At the forefront, she wrote at the end of the 1960s, in Quebec, on homosexuality. Ahead of her time, she was interested long before her time in racism, LGBTQ + struggles, the homeless, the oppressed of all kinds. “Readers stop following her a bit. There is a low period, and it looks like it’s as soon as she tackles queer, continues Mr. Noël. As soon as she continues to other margins, this time of sexual diversity, she finds herself, and for years, working almost in the shadows. “

Up to Thirsts, whose novels will take her out of this “purgatory”. Thirsts, which was to be a trilogy, says with a sad smile in his voice his editor at Boréal, Jean Bernier. Which was then to be composed of ten novels like so many chapters, and which will only end with the death of its author – a twelfth opus was being written, interrupted.

Of waves and undertows

Thirsts, remarkable for his sentence stretched to the impossible, sometimes over more than twenty pages without a single point; remarkable for the multiple streams of consciousness shared by a host of characters from all walks of life, all baptized, all main, all essential; and remarkable for the intersection between the political, the social, the art, the news.

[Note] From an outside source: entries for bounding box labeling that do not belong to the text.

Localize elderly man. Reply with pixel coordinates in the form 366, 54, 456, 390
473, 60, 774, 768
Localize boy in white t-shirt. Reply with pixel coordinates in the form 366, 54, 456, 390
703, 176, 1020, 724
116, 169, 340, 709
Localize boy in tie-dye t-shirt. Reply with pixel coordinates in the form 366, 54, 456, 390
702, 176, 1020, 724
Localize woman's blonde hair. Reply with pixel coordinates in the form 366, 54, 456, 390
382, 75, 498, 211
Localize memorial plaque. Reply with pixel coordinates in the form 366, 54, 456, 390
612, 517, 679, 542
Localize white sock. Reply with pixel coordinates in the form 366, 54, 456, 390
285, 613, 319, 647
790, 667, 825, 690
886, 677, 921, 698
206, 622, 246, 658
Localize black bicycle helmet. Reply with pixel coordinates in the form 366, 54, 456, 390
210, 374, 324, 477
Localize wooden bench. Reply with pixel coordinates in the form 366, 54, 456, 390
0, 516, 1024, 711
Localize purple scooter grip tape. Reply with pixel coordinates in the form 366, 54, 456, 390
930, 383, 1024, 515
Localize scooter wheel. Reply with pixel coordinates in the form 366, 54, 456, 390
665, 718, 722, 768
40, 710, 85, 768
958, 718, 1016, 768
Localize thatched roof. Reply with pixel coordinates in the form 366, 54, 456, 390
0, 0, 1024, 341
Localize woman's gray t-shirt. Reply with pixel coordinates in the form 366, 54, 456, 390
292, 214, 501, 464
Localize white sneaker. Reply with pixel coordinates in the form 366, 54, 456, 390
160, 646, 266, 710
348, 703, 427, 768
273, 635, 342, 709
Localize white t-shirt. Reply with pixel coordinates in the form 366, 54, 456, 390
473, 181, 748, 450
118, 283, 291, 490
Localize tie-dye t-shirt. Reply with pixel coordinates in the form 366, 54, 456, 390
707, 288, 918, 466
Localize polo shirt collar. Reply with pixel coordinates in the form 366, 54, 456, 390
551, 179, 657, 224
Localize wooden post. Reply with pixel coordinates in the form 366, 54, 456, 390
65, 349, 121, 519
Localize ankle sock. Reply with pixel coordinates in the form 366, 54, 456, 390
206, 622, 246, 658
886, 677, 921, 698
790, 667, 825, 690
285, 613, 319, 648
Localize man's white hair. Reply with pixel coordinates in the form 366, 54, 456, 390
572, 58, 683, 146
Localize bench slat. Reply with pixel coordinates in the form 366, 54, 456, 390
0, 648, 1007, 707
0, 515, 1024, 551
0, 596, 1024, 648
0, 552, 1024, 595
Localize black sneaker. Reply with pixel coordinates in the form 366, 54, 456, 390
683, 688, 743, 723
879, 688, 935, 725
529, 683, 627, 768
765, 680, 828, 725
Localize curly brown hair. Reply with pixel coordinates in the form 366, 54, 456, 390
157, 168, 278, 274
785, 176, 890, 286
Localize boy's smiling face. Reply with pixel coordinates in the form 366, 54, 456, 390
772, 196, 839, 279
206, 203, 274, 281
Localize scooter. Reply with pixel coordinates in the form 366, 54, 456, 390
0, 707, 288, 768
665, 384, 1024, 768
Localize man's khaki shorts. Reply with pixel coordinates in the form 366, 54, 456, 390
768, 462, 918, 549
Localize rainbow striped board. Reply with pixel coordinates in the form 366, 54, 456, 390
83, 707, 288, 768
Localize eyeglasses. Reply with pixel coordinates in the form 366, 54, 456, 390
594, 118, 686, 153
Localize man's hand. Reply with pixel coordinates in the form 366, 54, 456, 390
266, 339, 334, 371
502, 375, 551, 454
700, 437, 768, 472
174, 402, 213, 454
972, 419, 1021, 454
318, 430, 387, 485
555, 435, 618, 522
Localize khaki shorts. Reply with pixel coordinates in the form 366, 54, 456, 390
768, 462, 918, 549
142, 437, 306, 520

Blais is amused that Virginia Woolf crosses paths with Marcel Proust – two lifelong influences, confirms the publisher, with William Faulkner, Dante and Dostoyevsky. Marie-Claire Blais works there a flow of all consciousnesses, seeks universality, adds waves, waves again, and surf.

Huge sentences, therefore, adds Mme Nardout-Lafarge, like “a kind of resistance in the end. A sentence that stretches, which wants to encompass everything. The classic phrase leaves out a lot of stuff, Blais’s incorporates as much as possible: what his characters say, do, what they thought, their memories, everything … We are a bit in the lament, the chanting , too. This sentence is incompletion and accompaniment. It is to take, to take away, to encompass ”. Like a desire for a world-phrase.

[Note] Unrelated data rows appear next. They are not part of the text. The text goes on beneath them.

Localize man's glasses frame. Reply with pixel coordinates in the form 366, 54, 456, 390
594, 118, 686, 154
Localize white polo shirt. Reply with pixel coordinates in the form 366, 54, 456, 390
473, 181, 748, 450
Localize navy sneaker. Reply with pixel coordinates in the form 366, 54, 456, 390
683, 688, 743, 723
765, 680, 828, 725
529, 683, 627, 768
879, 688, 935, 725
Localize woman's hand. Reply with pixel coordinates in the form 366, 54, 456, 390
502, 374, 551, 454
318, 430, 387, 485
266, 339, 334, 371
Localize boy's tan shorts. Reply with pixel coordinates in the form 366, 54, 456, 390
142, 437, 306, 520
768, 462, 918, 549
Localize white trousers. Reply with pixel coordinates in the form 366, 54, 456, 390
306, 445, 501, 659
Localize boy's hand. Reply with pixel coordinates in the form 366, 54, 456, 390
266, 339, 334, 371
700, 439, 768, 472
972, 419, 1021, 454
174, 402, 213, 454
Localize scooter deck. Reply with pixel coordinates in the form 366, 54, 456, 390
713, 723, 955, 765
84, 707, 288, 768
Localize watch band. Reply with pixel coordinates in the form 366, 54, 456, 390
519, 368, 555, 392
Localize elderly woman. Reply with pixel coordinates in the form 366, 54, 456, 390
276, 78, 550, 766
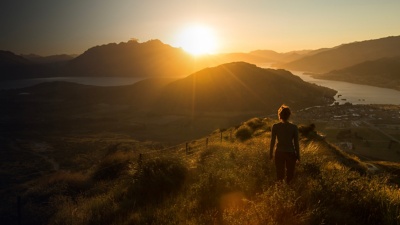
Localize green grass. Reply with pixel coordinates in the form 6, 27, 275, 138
6, 119, 400, 225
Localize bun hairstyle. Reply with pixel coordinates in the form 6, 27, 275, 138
278, 105, 291, 121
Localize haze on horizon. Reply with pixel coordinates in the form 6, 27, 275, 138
0, 0, 400, 56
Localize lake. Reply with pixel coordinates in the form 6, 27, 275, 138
0, 77, 146, 90
0, 70, 400, 105
291, 71, 400, 105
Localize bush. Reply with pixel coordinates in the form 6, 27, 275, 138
125, 157, 187, 205
245, 117, 265, 130
92, 152, 130, 180
235, 124, 253, 141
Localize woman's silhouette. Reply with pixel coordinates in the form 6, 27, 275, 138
269, 105, 300, 183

Radical equality of poetry

And it’s in Thirsts also that Blais’s compassion finds all its power. “There is a tipping point in Blais’ work between cruelty and compassion, analyzes Alex Noël, which occurs in [trois tomes] from Pauline Archange manuscripts (1968 to 1970) ”, remarks the postdoctoral fellow and lecturer at Laval University.

“All his characters benefit from a radical equality of poetry, analyzes Kevin Lambert, author of Roberval’s Quarrel. Blais also wonders how to blame the peers. It is in compassion and empathy even for the worst: we enter the head of a terrorist, a rapist, an aggressor, it is more than disturbing; and with her, it participates in a great humanity. “

“Blais succeeds in this feat of putting compassion at the heart of his writing without making a watered-down work, which would lose its ambiguity, which would not deal with difficult subjects,” continues Mr. Noël. By editing the scenes, continues M. Lambert, it shows the paradoxes of humanity. “It always complicates political issues by presenting opposing points of view. And it allows the opposition to even its text. “

Thirsts “Follows the news extremely closely, sometimes ahead of it; she talks about an epidemic in Small ashes [11e livre du cycle, 2020] », Recalls Mme Nardout-Lafarge. Some will also read in advance in the work the massacre at the mosque in Quebec.

“This infinite generosity, which seeks to include all living things, animals, humans, the good, the irrecoverable that are pedophiles and the Nazis, it is political. There is total compassion there. It is to carry and rock misfortune. Literature is used for that ”, estimates the one who directed Readings by Marie-Claire Blais (PUM) with Daniel Letendre, according to the International Days dedicated to the author in 2016.

And that’s what also makes Marie-Claire Blais a difficult author – she said it herself. And essential.